Philip Morris believes in "soup to nuts regulation of the entire industry, and we think that the FDA should be involved in all of that," says chief legislative counsel Mark Berlind. He says the company wants to see federal oversight of cigarette ingredients, warning labels, manufacturing, and marketing—with, he adds, a few limitations. But more on that later.
Philip Morris' flip-flop has left the rest of the tobacco industry feeling confused, angry, and jilted. "They are impenetrable to me. Their strategy is impenetrable, their positions are impenetrable," says a veteran lobbyist for one of the cigarette makers opposing FDA regulation, who spoke on the condition his name not be used. "I find their positions to be nuts." By endorsing even limited regulation, he says, Philip Morris is opening a Pandora's box.
The smaller companies—R.J. Reynolds, British American Tobacco, Lorillard, and chewing tobacco and cigar manufacturers—all stridently oppose FDA regulation.
"It's as fractured as the industry has been on an issue," says Robert Campagnino, senior tobacco analyst for Prudential Securities.

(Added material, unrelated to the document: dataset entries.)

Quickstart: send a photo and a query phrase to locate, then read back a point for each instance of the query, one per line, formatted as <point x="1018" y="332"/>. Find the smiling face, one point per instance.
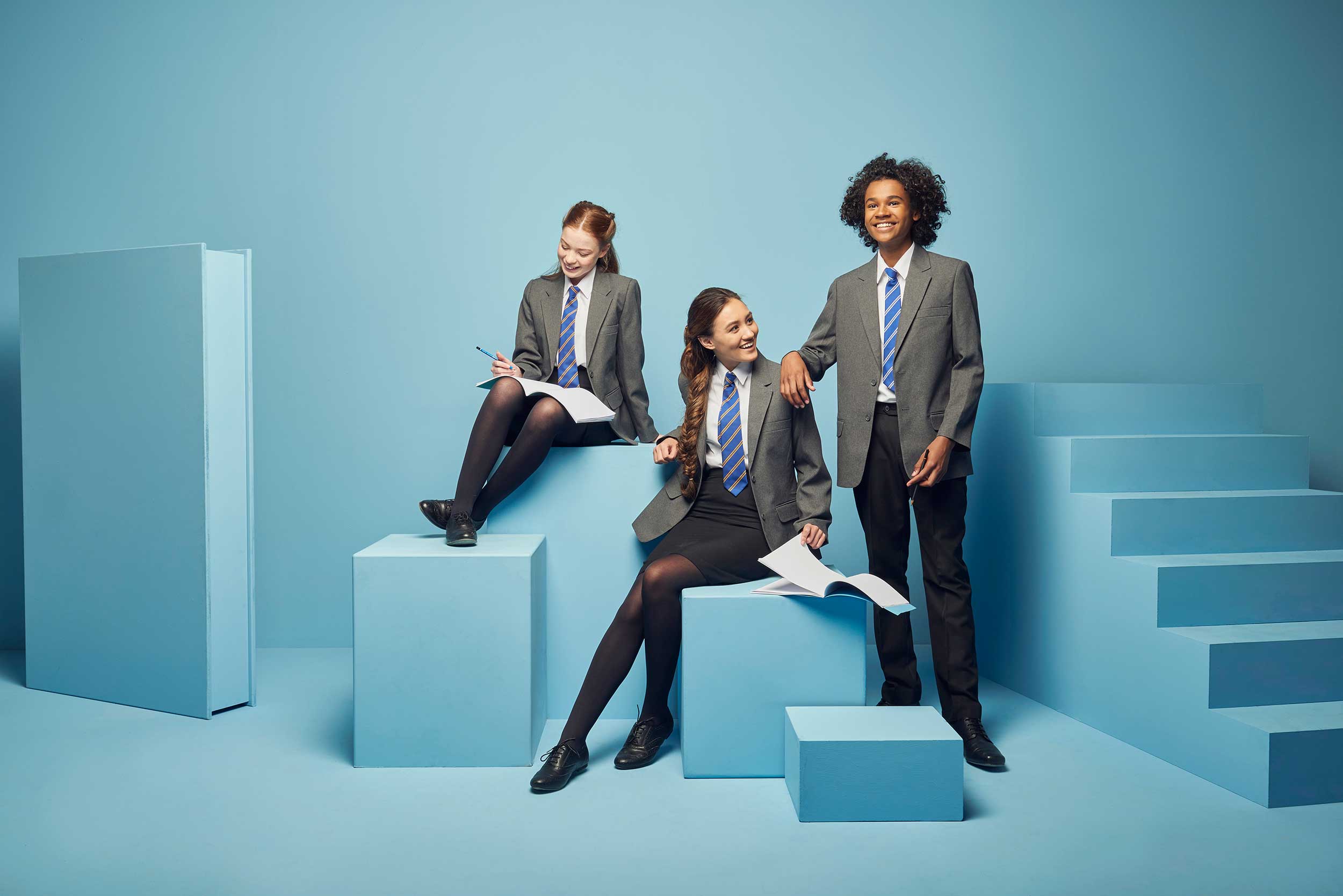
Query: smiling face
<point x="578" y="253"/>
<point x="890" y="218"/>
<point x="734" y="336"/>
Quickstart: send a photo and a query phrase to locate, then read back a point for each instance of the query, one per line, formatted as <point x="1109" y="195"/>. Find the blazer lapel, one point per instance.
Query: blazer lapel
<point x="916" y="285"/>
<point x="762" y="393"/>
<point x="598" y="307"/>
<point x="868" y="305"/>
<point x="551" y="313"/>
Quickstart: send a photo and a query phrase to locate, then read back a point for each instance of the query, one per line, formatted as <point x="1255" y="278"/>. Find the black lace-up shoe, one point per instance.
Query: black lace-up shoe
<point x="437" y="512"/>
<point x="641" y="747"/>
<point x="979" y="750"/>
<point x="461" y="531"/>
<point x="558" y="765"/>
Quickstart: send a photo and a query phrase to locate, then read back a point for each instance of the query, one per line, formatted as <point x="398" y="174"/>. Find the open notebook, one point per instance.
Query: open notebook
<point x="582" y="404"/>
<point x="805" y="575"/>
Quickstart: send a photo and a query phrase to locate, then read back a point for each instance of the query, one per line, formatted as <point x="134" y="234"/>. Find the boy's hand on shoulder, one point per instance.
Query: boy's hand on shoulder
<point x="794" y="380"/>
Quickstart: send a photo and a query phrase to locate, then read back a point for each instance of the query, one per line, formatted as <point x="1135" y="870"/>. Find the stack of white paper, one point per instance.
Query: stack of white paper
<point x="582" y="404"/>
<point x="805" y="575"/>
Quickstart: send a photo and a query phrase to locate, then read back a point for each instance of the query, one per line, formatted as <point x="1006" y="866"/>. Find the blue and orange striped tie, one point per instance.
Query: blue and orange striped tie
<point x="891" y="324"/>
<point x="730" y="437"/>
<point x="568" y="360"/>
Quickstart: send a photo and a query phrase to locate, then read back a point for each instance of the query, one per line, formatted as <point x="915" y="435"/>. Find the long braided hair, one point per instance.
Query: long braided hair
<point x="697" y="366"/>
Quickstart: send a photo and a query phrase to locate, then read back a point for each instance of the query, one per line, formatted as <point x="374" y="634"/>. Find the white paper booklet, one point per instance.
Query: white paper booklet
<point x="805" y="575"/>
<point x="582" y="404"/>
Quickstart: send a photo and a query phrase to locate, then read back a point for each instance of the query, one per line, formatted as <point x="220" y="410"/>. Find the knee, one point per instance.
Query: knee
<point x="547" y="413"/>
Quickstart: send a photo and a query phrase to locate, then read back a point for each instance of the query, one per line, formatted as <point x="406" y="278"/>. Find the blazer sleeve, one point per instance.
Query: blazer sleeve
<point x="629" y="362"/>
<point x="527" y="352"/>
<point x="818" y="352"/>
<point x="813" y="476"/>
<point x="684" y="385"/>
<point x="967" y="370"/>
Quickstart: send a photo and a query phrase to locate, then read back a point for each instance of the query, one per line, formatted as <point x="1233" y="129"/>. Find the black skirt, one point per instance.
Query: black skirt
<point x="720" y="535"/>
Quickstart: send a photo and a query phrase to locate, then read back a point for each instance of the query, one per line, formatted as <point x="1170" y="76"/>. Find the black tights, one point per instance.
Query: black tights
<point x="547" y="422"/>
<point x="652" y="616"/>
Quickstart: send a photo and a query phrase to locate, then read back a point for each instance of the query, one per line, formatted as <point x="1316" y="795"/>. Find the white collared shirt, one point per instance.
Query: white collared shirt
<point x="884" y="394"/>
<point x="581" y="320"/>
<point x="713" y="449"/>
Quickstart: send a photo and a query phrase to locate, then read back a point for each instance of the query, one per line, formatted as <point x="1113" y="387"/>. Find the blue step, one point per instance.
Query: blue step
<point x="872" y="763"/>
<point x="1303" y="743"/>
<point x="1240" y="589"/>
<point x="1225" y="522"/>
<point x="1146" y="409"/>
<point x="1190" y="463"/>
<point x="1275" y="663"/>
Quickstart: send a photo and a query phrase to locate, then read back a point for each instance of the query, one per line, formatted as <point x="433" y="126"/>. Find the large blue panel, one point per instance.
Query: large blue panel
<point x="447" y="661"/>
<point x="873" y="763"/>
<point x="119" y="529"/>
<point x="745" y="657"/>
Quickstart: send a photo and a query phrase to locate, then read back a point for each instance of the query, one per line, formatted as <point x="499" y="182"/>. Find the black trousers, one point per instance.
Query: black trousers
<point x="941" y="515"/>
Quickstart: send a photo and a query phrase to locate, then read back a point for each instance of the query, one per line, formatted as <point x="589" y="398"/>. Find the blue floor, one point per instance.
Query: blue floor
<point x="101" y="798"/>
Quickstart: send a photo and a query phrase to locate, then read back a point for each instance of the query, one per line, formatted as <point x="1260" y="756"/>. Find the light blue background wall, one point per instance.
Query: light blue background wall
<point x="1146" y="194"/>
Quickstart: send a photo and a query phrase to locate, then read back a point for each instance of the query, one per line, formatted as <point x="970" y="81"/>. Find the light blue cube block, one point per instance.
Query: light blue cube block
<point x="449" y="652"/>
<point x="138" y="476"/>
<point x="584" y="499"/>
<point x="872" y="763"/>
<point x="746" y="656"/>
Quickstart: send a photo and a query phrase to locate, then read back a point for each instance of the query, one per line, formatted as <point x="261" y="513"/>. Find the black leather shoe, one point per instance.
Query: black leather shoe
<point x="437" y="512"/>
<point x="641" y="747"/>
<point x="558" y="765"/>
<point x="461" y="531"/>
<point x="979" y="750"/>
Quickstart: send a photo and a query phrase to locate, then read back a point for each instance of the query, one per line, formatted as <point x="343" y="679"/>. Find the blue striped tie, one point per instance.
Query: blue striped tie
<point x="568" y="363"/>
<point x="730" y="437"/>
<point x="891" y="324"/>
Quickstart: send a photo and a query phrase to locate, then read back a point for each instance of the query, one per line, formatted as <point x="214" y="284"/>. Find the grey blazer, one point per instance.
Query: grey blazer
<point x="614" y="340"/>
<point x="939" y="363"/>
<point x="789" y="478"/>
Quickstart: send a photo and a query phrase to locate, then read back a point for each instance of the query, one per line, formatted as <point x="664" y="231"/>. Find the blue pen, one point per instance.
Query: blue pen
<point x="493" y="358"/>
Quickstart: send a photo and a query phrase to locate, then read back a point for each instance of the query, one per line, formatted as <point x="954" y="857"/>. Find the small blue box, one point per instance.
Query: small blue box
<point x="449" y="652"/>
<point x="746" y="656"/>
<point x="873" y="763"/>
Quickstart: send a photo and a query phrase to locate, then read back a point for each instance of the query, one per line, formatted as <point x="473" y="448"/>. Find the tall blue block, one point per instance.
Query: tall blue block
<point x="449" y="652"/>
<point x="872" y="763"/>
<point x="584" y="500"/>
<point x="745" y="657"/>
<point x="138" y="476"/>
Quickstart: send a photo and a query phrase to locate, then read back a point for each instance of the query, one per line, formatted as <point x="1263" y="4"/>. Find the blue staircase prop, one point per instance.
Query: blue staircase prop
<point x="449" y="652"/>
<point x="872" y="763"/>
<point x="1151" y="563"/>
<point x="746" y="657"/>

It wasn't so long ago that Marlboro-maker Philip Morris was public enemy No. 1 in Washington. In 1998, Philip Morris spearheaded a $100 million tobacco-industry advertising and lobbying blitz to fend off the legislation sponsored by Sen. John McCain to put the industry under FDA control.
Its fight was successful, and today cigarettes have less federal oversight than hot dogs. But $74 billion in punitive-damage judgments and more than 1,500 current lawsuits can make even the most recalcitrant corporation rethink its strategy. "We want people to know that we are dealing with the issues that arise from this product, and we think that FDA regulation is the best way to get there," says Philip Morris' Berlind.

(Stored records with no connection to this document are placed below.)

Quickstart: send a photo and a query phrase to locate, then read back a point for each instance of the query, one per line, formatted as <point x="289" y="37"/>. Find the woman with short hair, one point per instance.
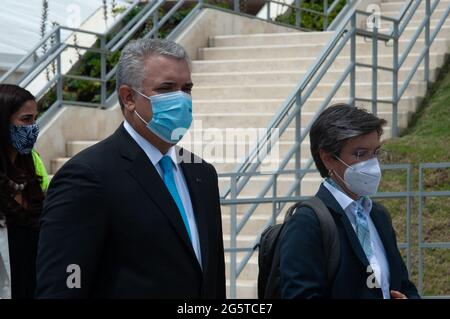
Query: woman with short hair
<point x="345" y="145"/>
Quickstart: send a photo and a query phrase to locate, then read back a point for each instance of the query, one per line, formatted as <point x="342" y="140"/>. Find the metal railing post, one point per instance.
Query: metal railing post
<point x="298" y="13"/>
<point x="103" y="71"/>
<point x="298" y="135"/>
<point x="155" y="21"/>
<point x="408" y="217"/>
<point x="353" y="60"/>
<point x="59" y="83"/>
<point x="325" y="15"/>
<point x="233" y="235"/>
<point x="374" y="69"/>
<point x="236" y="5"/>
<point x="427" y="43"/>
<point x="420" y="234"/>
<point x="395" y="68"/>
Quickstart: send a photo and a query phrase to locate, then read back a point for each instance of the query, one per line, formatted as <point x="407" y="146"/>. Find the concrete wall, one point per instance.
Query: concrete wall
<point x="75" y="123"/>
<point x="80" y="123"/>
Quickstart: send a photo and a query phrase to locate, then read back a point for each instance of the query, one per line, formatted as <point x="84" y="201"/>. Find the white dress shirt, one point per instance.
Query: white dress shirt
<point x="378" y="260"/>
<point x="5" y="268"/>
<point x="155" y="155"/>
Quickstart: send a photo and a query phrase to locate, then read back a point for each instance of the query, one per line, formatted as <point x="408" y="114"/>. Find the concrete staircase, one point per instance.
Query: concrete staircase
<point x="240" y="82"/>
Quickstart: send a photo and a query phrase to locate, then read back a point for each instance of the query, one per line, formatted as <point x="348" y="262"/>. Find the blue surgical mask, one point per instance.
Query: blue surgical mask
<point x="23" y="137"/>
<point x="172" y="115"/>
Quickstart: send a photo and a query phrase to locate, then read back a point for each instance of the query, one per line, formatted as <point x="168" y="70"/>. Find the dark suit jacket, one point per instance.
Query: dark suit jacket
<point x="108" y="211"/>
<point x="303" y="265"/>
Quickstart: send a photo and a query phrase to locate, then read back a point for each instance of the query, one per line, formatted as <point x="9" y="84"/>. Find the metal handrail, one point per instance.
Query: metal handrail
<point x="291" y="108"/>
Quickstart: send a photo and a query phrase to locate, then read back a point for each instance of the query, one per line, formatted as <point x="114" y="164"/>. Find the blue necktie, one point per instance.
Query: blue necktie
<point x="362" y="230"/>
<point x="166" y="164"/>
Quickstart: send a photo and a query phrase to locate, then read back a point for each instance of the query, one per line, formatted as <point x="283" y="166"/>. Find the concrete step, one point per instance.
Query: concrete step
<point x="309" y="186"/>
<point x="284" y="90"/>
<point x="250" y="271"/>
<point x="246" y="289"/>
<point x="418" y="14"/>
<point x="292" y="77"/>
<point x="398" y="5"/>
<point x="57" y="163"/>
<point x="440" y="45"/>
<point x="297" y="63"/>
<point x="417" y="21"/>
<point x="273" y="105"/>
<point x="266" y="38"/>
<point x="13" y="78"/>
<point x="74" y="147"/>
<point x="261" y="120"/>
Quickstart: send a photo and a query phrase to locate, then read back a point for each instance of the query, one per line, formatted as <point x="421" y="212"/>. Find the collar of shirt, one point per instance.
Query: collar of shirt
<point x="152" y="152"/>
<point x="347" y="203"/>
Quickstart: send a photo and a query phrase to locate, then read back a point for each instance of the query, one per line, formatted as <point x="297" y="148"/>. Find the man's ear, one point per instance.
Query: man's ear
<point x="126" y="95"/>
<point x="327" y="159"/>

Philip Morris' quest for governmental approval is not masochistic: There are solid business reasons for it. The company, which commands more than half of the U.S. tobacco market, earned $20 billion last year from domestic cigarette sales. But that market is, literally and figuratively, dying off at 2 percent to 3 percent a year. Philip Morris sees the future in a line of "safe" cigarettes it is developing. An FDA stamp of approval for them would be a major marketing asset. With its commanding share of the U.S. market, the company figures it can work within FDA rules to swamp its smaller competitors.

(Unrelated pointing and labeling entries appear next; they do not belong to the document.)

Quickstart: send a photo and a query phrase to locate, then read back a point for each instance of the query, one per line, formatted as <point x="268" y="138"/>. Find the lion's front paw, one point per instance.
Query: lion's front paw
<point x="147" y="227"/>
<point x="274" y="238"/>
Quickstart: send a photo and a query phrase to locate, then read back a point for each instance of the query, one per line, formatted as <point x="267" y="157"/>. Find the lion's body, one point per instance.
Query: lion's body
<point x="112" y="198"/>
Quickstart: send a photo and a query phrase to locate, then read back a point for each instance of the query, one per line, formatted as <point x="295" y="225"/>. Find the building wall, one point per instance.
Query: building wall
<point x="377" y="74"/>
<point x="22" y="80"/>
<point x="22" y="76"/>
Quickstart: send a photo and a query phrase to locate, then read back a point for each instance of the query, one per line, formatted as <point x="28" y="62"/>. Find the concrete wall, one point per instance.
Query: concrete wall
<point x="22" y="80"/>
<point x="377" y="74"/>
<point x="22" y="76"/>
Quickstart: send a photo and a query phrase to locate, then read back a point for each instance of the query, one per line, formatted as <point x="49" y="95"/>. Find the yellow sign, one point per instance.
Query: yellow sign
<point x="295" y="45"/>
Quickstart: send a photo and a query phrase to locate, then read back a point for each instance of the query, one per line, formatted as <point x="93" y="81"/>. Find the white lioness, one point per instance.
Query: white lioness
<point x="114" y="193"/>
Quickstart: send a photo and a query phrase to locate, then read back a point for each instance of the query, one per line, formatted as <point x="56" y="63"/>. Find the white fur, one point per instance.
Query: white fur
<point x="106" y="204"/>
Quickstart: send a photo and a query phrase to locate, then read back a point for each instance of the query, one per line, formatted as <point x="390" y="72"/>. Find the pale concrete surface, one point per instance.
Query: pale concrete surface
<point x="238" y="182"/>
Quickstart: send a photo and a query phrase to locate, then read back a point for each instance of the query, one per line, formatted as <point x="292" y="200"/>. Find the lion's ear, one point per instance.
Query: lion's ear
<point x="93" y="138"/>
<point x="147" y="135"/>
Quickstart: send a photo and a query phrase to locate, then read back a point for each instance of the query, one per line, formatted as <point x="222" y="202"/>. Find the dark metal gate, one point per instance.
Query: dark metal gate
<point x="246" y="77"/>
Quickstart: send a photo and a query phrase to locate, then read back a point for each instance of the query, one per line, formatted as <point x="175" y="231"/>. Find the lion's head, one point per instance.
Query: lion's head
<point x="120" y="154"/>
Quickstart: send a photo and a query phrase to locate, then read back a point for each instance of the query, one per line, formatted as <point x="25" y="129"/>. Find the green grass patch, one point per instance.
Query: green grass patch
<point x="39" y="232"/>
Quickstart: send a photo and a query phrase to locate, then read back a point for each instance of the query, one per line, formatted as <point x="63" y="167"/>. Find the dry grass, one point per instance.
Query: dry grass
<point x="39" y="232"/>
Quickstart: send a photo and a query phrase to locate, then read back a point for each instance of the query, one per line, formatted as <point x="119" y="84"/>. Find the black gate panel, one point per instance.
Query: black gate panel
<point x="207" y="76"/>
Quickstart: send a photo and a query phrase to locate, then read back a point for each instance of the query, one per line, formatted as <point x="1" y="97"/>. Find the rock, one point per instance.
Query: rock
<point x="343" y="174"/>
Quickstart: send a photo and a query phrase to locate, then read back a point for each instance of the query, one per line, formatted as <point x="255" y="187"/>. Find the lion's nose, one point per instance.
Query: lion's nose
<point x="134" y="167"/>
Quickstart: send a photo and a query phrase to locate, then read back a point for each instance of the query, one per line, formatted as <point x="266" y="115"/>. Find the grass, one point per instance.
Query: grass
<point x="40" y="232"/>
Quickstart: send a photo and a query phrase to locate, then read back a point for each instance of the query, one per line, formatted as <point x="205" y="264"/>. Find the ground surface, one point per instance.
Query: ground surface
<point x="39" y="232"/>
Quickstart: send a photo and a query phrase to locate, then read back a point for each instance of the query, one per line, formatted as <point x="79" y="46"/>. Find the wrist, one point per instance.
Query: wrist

"The way they calculate it is they are going to lock in their market share so they can go to the investors and say, 'Look, we're practically a utility. We can guarantee this revenue stream. There aren't any risks out there from government, we've solved them all,' " says James Derderian, who was chief of staff to the Republican-controlled House Commerce Committee during the late 1990s tobacco wars.